Human angiotensin II, bradykinin acetate salt, bovine insulin, cytochrome c from equine heart, hemoglobin, ubiquitin, myoglobin, bovine serum albumin (BSA) and LC-MS grade water were purchased from Sigma-Aldrich (St Louis, MO, USA). Trifluoroacetic acid (99.5%, LC-MS grade) was obtained from Thermo Fisher Scientific (Waltham, MA, USA) and methanol (LC-MS grade) was purchased from EMD Millipore (Burlington, MA, USA). Baseline correction and data point reduction of acquired mass spectra were achieved using a LabVIEW routine. The B-spline algorithm was used to calculate the spectrum baseline while data reduction was achieved by averaging.

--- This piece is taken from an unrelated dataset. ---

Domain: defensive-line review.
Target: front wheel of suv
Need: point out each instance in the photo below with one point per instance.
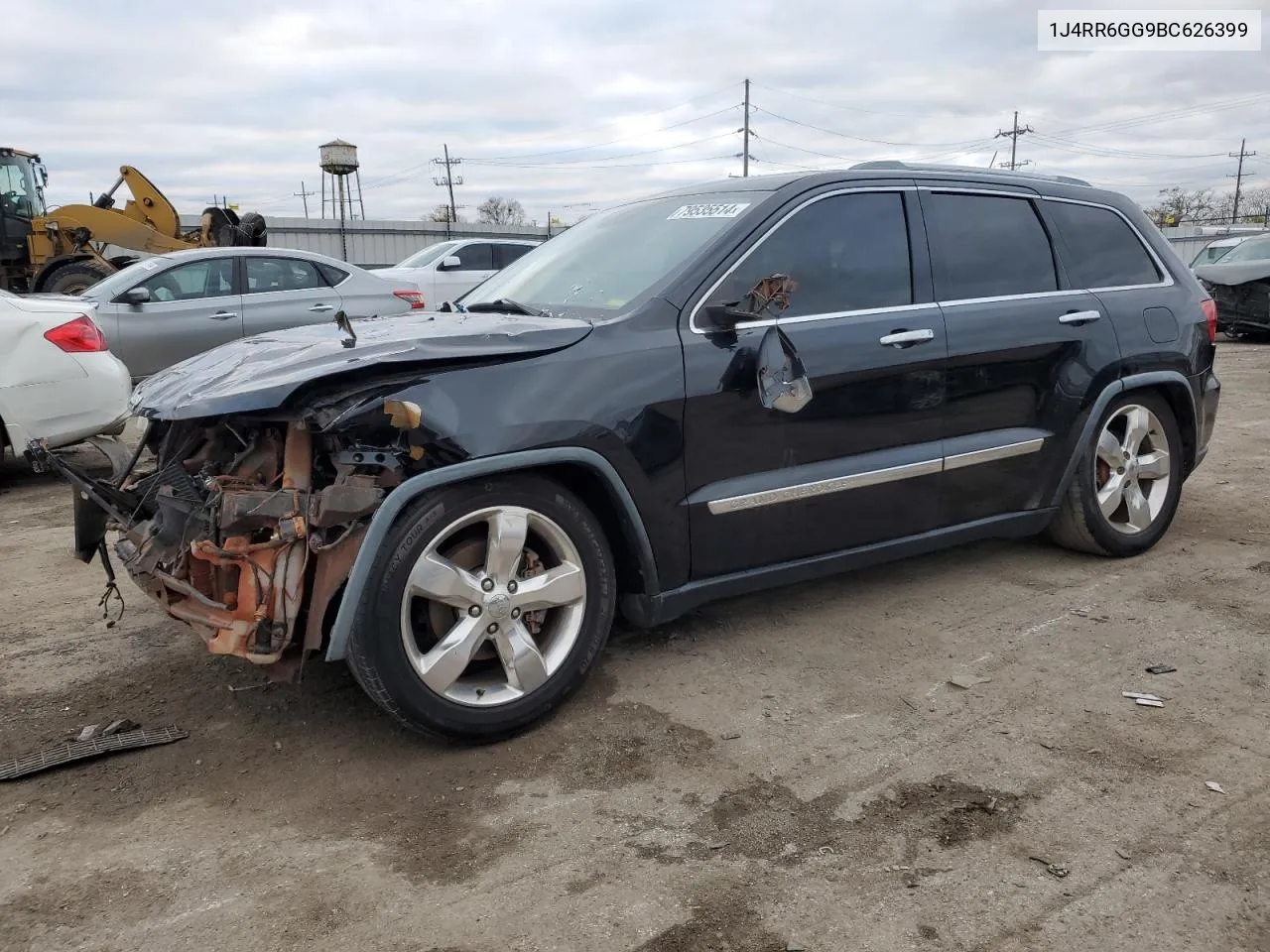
(489, 603)
(1128, 483)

Analytes were dissolved in water to a concentration of 1 mg/ml and insulin solutions contained 0.1% TFA to facilitate dissolution. The samples were vortexed until complete dissolution. A 10 µL aliquot of each sample was deposited onto the target by pipette and vacuum dried. For conventional ESI analysis, each solution was further diluted with 1:1 methanol/water 0.1% TFA solution to achieve the desired concentration.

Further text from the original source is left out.